Un champ d'action bien trop large et imprécis pour un tel pouvoir", dénonce la députée mahoraise, qui a déposé un amendement pour demander la suppression de l'article. "On ne peut pas utiliser le cyclone Chido et le prétexte de la reconstruction pour prendre les terres de Mahorais en s'asseyant sur le droit à la propriété. Le désordre foncier était antérieur au cyclone et jamais l'État n'a fourni les moyens humains et financiers pour régler le sujet." Localement, la mesure inquiète également. "Mayotte, c'est petit, si on exproprie, il nous reste quoi ?", s'interroge Saandati Abdou Hadji, la présidente du collectif des Femmes leaders, qui appelle à un rassemblement contre cette mesure ce samedi 25 janvier à Mamoudzou.

"Fixer durablement une population clandestine"

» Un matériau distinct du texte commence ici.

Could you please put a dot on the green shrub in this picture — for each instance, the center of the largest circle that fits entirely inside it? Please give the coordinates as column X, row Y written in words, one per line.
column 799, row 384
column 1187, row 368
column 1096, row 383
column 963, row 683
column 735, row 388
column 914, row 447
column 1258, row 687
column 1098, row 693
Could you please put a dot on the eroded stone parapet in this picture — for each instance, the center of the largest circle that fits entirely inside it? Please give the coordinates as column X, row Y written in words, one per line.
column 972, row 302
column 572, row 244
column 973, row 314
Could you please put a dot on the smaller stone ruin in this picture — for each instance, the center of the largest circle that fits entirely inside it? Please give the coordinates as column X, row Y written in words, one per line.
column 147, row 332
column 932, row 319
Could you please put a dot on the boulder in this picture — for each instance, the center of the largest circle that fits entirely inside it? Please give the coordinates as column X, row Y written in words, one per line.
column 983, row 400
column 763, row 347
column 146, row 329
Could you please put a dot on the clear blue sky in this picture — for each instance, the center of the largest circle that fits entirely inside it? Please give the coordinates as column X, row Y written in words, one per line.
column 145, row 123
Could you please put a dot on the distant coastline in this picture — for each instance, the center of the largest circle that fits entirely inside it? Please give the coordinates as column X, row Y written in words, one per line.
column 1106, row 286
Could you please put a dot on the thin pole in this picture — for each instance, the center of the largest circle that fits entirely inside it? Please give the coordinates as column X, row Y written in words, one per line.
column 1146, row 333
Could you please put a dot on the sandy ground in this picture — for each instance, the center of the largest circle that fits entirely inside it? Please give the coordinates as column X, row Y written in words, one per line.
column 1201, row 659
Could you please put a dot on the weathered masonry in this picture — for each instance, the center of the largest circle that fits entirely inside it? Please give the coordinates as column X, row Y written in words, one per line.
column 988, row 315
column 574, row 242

Pour Fatihou Ibrahim, le président du collectif des citoyens de Mayotte 1901, le gouvernement "se donne les moyens de multiplier les établissements scolaires pour scolariser les clandestins." Cette position semble partagée par l'ancien député Mansour Kamardine. "Le cœur même du projet de loi est de fixer durablement via l’école et le logement une population largement clandestine", a écrit l'avocat à Manuel Valls, le ministre des Outre-mer. "Les deux seuls secteurs qui bénéficient de constructions nouvelles en sus de reconstruction de ce qui existait sont les écoles et l’hébergement social. Tous les autres secteurs ne sont concernés que par une reconstruction à peu près à l’identique." L'ancien élu évoque même "un projet dangereux et nocif aux intérêts supérieurs de Mayotte et de la France."

"Il ne s'agit pas, comme vous le suggérez, de "fixer" une population clandestine, mais bien de rebâtir Mayotte rapidement et sur des bases plus saines", a répliqué le ministre, également par courrier, en rappelant la présentation d'ici trois mois d'une loi-programme pour Mayotte comprenant notamment des mesures pour lutter contre l'immigration clandestine. "Nous répondons ainsi à l'urgence sans jamais perdre de vue l'objectif de transformation profonde que mérite ce territoire de la République", conclut Manuel Valls. Les discussions autour du projet de loi d'urgence pour Mayotte doivent reprendre ce mardi 21 janvier, et se poursuivre à l'Assemblée nationale jusqu'à ce vendredi.